Murat Arcak is an associate professor of Electrical Engineering and Computer Sciences at the University of California, Berkeley. He received his Ph.D. from the University of California, Santa Barbara, in 2000 and was a faculty member at the Rensselaer Polytechnic Institute prior to joining Berkeley. He received a CAREER Award from the National Science Foundation in 2003, the Donald P. Eckman Award from the American Automatic Control Council in 2006, and the SIAG CST Prize from the Society for Industrial and Applied Mathematics in 2007. He is a member of SIAM and a fellow of IEEE.

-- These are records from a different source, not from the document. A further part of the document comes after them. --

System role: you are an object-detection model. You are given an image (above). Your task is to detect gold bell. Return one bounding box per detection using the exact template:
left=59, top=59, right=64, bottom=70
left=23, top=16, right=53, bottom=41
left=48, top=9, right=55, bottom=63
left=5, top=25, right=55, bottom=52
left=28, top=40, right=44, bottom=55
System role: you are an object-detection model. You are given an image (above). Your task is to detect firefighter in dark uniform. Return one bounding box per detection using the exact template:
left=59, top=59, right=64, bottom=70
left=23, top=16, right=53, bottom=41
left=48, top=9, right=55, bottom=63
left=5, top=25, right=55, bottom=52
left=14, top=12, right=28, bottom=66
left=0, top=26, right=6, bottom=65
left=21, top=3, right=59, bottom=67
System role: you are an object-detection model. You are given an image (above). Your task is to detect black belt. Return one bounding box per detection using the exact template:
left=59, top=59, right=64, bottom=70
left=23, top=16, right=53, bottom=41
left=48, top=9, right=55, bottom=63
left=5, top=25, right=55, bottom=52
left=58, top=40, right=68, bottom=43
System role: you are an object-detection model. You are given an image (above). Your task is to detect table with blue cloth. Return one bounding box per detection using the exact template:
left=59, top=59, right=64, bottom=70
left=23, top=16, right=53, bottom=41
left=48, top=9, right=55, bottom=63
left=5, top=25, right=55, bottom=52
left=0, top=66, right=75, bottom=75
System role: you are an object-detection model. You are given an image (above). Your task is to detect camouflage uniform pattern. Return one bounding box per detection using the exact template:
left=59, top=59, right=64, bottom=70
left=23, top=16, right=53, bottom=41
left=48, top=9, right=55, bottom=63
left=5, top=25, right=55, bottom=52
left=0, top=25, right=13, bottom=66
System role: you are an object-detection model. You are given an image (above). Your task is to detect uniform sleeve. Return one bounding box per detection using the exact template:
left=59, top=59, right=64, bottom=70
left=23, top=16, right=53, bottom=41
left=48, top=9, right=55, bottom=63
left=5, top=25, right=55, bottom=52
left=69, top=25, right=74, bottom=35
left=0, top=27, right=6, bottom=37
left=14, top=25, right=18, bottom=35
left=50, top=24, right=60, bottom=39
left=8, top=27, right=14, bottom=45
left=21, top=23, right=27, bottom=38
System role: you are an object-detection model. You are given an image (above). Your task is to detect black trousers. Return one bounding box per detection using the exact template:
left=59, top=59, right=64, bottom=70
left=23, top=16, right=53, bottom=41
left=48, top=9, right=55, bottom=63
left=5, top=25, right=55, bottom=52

Bassam Bamieh, UC Santa Barbara, Coherence and Disorder in Large Dynamical Networks: Role of Network Connectivity versus Node Complexity
Networks of interconnected dynamical systems subject to stochastic disturbances exhibit scaling phenomena that are not present in deterministic networks. We argue that standard notions of stability as a binary property (i.e. a system is either stable or not) may fail to predict the behavior of large networks. This motivates the study of such networks using system norms as performance measures. This talk will specifically address the notion of network coherence under stochastic disturbances, and its dependence on network topology and various notions of network dimension. Regular lattices and fractal networks provide case studies with both integer and fractional dimension. We give asymptotic lower bounds on network disorder and show its dependence on both the complexity of individual node dynamics, as well as network dimension. It turns out that higher connectivity (network dimension) improves coherence, while more complex node dynamics can hinder it. However, in all cases there is a critical network dimension above which purely local interactions can lead to the emergence of global order. We outline the connections between these results and those on the statistical mechanics of harmonic solids. We also present some implications to the distributed control of vehicular formations and platoons, as well as phase synchronization in power networks with highly-distributed generation.

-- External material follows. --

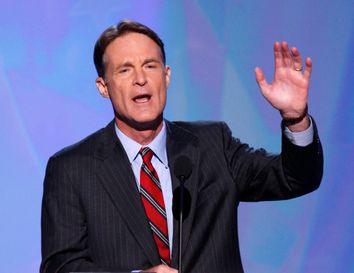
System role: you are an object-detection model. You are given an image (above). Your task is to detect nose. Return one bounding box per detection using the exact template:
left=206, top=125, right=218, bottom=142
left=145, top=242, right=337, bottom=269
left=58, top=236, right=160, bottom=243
left=133, top=69, right=146, bottom=86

Bassam Bamieh is Professor of Mechanical Engineering at the University of California at Santa Barbara. He received his PhD degree in Electrical and Computer Engineering from Rice University in 1992. Prior to joining UCSB in 1998, he was an Assistant Professor in the Department of Electrical and Computer Engineering and the Coordinated Science Laboratory at the University of Illinois at Urbana-Champaign. His research interests are in the fundamentals of Control and Dynamical Systems, as well as the applications of systems and feedback techniques in physical and engineering systems such as shear flow transition and turbulence, and the use of feedback in thermoacoustic energy conversion devices. He has co-authored over 100 refereed publications in Systems and Controls and allied fields, and received several awards and honors for his research, including an IEEE Control Systems Society G. S. Axelby Outstanding Paper Award, an AACC Hugo Schuck Best Paper Award, and a National Science Foundation CAREER award. He is a Distinguished Lecturer of the IEEE Control Systems Society, a Fellow of the International Federation of Automatic Control (IFAC) , and a Fellow of the IEEE.

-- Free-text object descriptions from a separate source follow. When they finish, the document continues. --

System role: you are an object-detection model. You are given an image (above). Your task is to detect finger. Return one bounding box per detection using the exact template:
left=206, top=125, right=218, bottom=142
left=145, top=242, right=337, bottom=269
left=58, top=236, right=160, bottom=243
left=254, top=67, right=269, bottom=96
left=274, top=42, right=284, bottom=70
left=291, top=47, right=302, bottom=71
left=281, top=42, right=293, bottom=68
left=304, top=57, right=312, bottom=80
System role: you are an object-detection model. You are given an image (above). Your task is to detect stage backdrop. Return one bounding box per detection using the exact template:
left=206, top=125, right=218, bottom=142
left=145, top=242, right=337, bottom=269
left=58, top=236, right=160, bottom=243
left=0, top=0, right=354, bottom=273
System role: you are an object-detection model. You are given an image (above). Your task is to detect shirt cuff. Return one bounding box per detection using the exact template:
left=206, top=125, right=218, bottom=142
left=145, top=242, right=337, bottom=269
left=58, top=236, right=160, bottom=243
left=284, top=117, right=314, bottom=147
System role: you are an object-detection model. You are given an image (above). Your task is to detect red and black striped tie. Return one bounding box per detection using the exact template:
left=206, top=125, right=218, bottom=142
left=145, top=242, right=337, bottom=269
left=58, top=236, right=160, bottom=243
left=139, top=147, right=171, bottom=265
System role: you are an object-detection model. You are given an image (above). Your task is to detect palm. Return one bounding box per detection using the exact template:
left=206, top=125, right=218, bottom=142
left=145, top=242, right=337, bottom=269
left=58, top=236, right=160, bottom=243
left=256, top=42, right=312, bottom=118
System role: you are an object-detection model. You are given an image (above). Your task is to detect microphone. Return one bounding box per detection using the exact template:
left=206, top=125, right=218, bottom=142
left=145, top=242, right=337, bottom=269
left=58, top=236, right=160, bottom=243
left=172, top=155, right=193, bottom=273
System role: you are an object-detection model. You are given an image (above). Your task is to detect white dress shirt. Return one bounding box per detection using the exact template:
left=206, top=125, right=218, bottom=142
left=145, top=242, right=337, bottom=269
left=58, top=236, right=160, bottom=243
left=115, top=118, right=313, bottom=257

Christina Fragouli, École Polytechnique Fédérale de Lausanne, Bringing Network Coding Closer to Practice
The paradigm of network coding allows intermediate nodes in a network to not only forward but also combine their incoming information flows. This modern application of coding to the theory and practice of communication networks raises novel and exciting research problems, and is promising to have an impact in diverse areas of network communications that include multicasting, network monitoring, resource sharing, network security, among other areas.
However, one of the main challenges is to realize the benefits of network coding functionalities with implementable computational complexity. We illustrate through two examples how algorithmic and combinatorial tools can be applied to make progress on this challenging question.
One of the challenges in the deployment of network coding is the fact that network nodes may need to perform operations over relatively large finite fields. We propose instead to use vector network coding, where nodes process and combine binary packets by multiplying them with binary coding matrices, as opposed to scalar coefficients over a field. We introduce an algebraic framework for vector network coding, and provide a polynomial time algorithm for the design of coding matrices, that aims to minimize the size of the employed matrices, and thus reduce the encoding complexity. Our algorithm reduces the problem of finding small size matrices to the problem of finding a small degree coprime factor of an algebraic polynomial, and leads to solutions not possible with using scalar network coding.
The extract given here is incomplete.